The Self-Cross and the process of transformation
Dying to myself is always oh-so hard... my only hope is the internal transformation of my heart and my being (the difficult process of conforming to His will). From the inside out, as everyone says. And dying to myself and my will means learning humility all over again in this "winter season" in my heart:
The Blessedness of Winter
As winter approaches each year, I like to watch our large maple in the backyard begin to lose its covering of summer green and take on a funeral brown. As the leaves drop, one by one all of the irregularities and defects of the tree are exposed. The imperfections are always there, of course, but they have been hidden from my view by an emerald blanket. Now, however, it is denuded and desolate, and I can see its real condition.
Winter preserves and strengthens a tree. Rather than expending strength on the exterior surface, its sap is forced deeper and deeper into its interior depth. In winter a tougher, more resilient life is firmly established. Winter is necessary for the tree to survive and flourish.
Instantly you see the application. So often we hide our true condition with the surface virtues of pious activity, but, once the leaves of our frantic pace drop away, the transforming power of a wintry spirituality can have effect.

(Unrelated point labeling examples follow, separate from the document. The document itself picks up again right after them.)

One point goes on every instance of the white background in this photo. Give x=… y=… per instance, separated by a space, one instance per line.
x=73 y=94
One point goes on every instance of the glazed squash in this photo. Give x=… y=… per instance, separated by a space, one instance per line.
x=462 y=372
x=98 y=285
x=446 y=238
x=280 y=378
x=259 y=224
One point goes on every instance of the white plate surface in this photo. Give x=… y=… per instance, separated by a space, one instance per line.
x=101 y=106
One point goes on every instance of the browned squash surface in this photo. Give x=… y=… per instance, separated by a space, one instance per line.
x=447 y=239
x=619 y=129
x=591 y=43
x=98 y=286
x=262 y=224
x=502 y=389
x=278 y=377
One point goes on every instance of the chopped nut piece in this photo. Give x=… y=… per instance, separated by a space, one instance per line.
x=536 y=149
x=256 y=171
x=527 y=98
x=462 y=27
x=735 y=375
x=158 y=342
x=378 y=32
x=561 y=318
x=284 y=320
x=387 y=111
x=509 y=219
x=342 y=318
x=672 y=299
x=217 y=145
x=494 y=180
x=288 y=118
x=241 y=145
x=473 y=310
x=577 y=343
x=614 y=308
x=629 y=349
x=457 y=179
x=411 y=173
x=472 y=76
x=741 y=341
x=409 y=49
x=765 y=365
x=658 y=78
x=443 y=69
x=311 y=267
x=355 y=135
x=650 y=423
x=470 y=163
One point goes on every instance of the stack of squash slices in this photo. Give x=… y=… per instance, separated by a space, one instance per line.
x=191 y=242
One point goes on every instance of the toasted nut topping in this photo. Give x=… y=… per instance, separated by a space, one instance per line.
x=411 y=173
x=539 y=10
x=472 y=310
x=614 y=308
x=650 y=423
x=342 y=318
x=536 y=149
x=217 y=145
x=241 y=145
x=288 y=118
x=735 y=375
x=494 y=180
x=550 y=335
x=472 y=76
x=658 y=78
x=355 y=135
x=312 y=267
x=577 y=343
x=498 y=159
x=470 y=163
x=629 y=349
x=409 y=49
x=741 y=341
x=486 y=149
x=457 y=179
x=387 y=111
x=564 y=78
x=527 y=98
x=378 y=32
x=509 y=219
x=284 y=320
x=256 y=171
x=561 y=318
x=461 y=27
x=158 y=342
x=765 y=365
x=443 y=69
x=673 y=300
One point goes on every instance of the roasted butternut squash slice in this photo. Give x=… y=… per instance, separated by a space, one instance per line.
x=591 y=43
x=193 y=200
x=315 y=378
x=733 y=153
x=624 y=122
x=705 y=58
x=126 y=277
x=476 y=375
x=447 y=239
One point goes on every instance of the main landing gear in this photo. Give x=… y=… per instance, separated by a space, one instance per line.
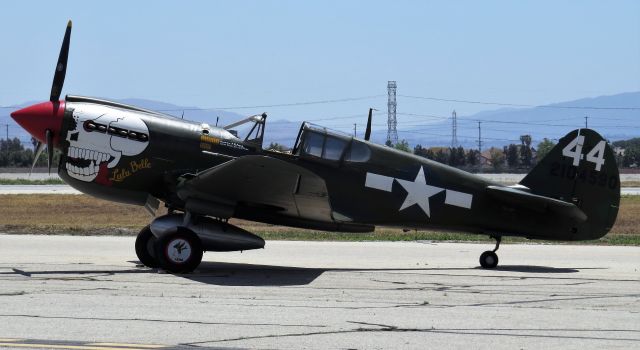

To the outward eye everything looks barren and unsightly. Our many defects, flaws, weaknesses, and imperfections stand out in bold relief. But only the outward virtues have collapsed; the principle of virtue is actually being strengthened. The soul is venturing forth into the interior. Real, solid, enduring virtues begin to develop deep within. Pure love is being birthed.
Excerpt from Richard Foster, Prayer: Finding Heart's True Home (San Francisco: Harper & Row, 1992), p. 65-66.